If you’re struggling to come up with different types of sentences, or if you’ve got a sentence that isn’t working but you’re not sure why, you might want to check out June Casagrande’s book It was the Best of Sentences, it was the Worst of Sentences: A Writer’s Guide to Crafting Killer Sentences for lots of example and insights.

Next time you edit a piece of your writing — or someone else’s — pay close attention to sentence structure. Could a few minor tweaks make the whole piece work much better?

This is an updated version of a story that was previously published. We update our posts as often as possible to ensure they’re useful for our readers.

Filed Under: Craft


  • Juni says:

    Love this! I reread this regularly since I sometimes find my own writing to be boring. It helps to remind myself not to just follow the “She did this and he did that” format.

  • Kadi says:

    Great ideas Ali!


    As a grammarian, in this sentence:

    While it may not be the finest prose, it now reads more smoothly: It sounds like the author knows what they’re doing.

    For proper agreement I think they term it, I believe it should read:

    … the author knows what he is doing.

    That’s my notion anyhow though I see this all the time.

    What cha tink?

    • You are absolutely right, Kadi. However, many people object to the use of the masculine pronoun. The only other word we have is ‘one’, which people think is a posh way of saying ‘I’. It isn’t, it’s the English equivilent of the French ‘on’, meaning everyone and anyone.
      We don’t have a non-gender specific pronoun, though, and so people use ‘they’ or ‘you’. Can be confusing. (‘you’ instead of ‘one’.
      I’ve suggested ‘ke’ for he/she, ‘kim’ for him/her, ‘kis for his/hers. I;m not holding my breath for it to be taken up, though. 🙂

  • Jenise Cook says:

    As an experienced business writer returning to creative writing, these are good reminders.

    Other writers ask me to edit their WIPs.

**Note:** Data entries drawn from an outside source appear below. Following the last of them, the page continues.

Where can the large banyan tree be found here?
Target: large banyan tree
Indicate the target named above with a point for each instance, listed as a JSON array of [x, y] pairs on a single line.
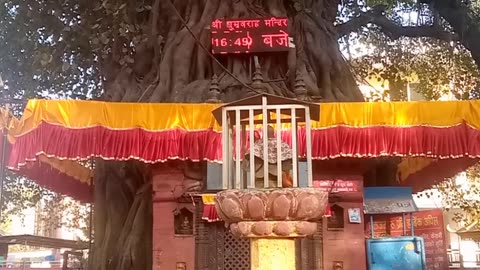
[[159, 51]]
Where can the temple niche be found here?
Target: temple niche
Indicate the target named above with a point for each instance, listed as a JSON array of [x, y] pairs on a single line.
[[266, 197]]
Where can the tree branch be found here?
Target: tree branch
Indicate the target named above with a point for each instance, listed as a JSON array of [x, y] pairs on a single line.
[[391, 29], [463, 21]]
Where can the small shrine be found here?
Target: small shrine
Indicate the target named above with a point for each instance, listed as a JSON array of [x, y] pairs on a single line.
[[260, 137]]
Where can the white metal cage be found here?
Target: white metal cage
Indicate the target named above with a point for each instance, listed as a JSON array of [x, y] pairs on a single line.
[[269, 117]]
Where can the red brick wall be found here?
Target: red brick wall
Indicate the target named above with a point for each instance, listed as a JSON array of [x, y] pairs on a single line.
[[169, 249]]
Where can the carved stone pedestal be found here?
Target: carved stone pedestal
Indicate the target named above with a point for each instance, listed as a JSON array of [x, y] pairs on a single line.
[[272, 219]]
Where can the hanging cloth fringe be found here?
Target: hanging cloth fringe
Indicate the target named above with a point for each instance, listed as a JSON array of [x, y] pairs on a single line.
[[209, 211]]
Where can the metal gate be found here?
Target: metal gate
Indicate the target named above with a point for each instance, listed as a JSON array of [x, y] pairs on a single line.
[[217, 249]]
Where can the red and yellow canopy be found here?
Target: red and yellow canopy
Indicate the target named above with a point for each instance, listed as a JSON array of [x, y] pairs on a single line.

I’ll add your ideas to my Checklist.

    I’ve shared the URL to this post on a Forum post in Scribophile. Thank you for writing this!

  • Khomotso says:

    This is so helpful. Thank you for the insights!

  • Anitra Budd says:

    I’ve pointed out this issue to so many writers over the years. It’s great to have an article that explains it so succinctly. I’ll definitely share it with future clients—thanks, Ali!

  • That’s a very helpful reminder ! Thank you 🙂

  • Bob says:

    Nice post, and something that has not been on my radar screen. I guess it’s time for some reviewing.

  • Nicholas says:

    It is true that most editor scan through a post to see the sentence structure. This post is a great resource for all writers.

  • Olumide says:

    This article is a reminder to make our writing conscious. When I write articles for my clients most times, I’m usually oblivious to aspects like that. I just want to get all the ideas out.
    This advice is especially beneficial during rewrite of a book or post. Thanks for the important tip.

  • This opened my eyes. I tend to write subordinate sentences quite often. I’m in the middle of writing another book and rewriting yet another. I know now what to watch for and fix the sentences as I go. Thank you.

  • Colin says:

    Sentence structure and flow is so important. Also chapter length. Long chapters are needed to embed ideas and characters. Short chapters can be necessary to generate explosive action plot. That sort of breathless excitement, when the protagonist is in mortal danger and there is a lead up to a an escape. Thanks for the reminder about variety in sentence start and length. There can be three or four re-writes in a chapter before it finally seems to gel!!

  • Great post. I’m now off to read through my latest wip to check all the sentences. Thanks/

  • Megan S. says:

    Great post, Ali Luke! I think sentence structure is something easy to forget but so important! Varying sentence structure can change the pacing of the story or article. If all the sentences are long, it’ll drag out the pacing. Shorter sentences enable a reader to read faster and then make the pacing faster as well and more suspenseful as they try to read even faster to get to the next point to see what’s happening. It’s then a key component to how a section of writing feels to the reader.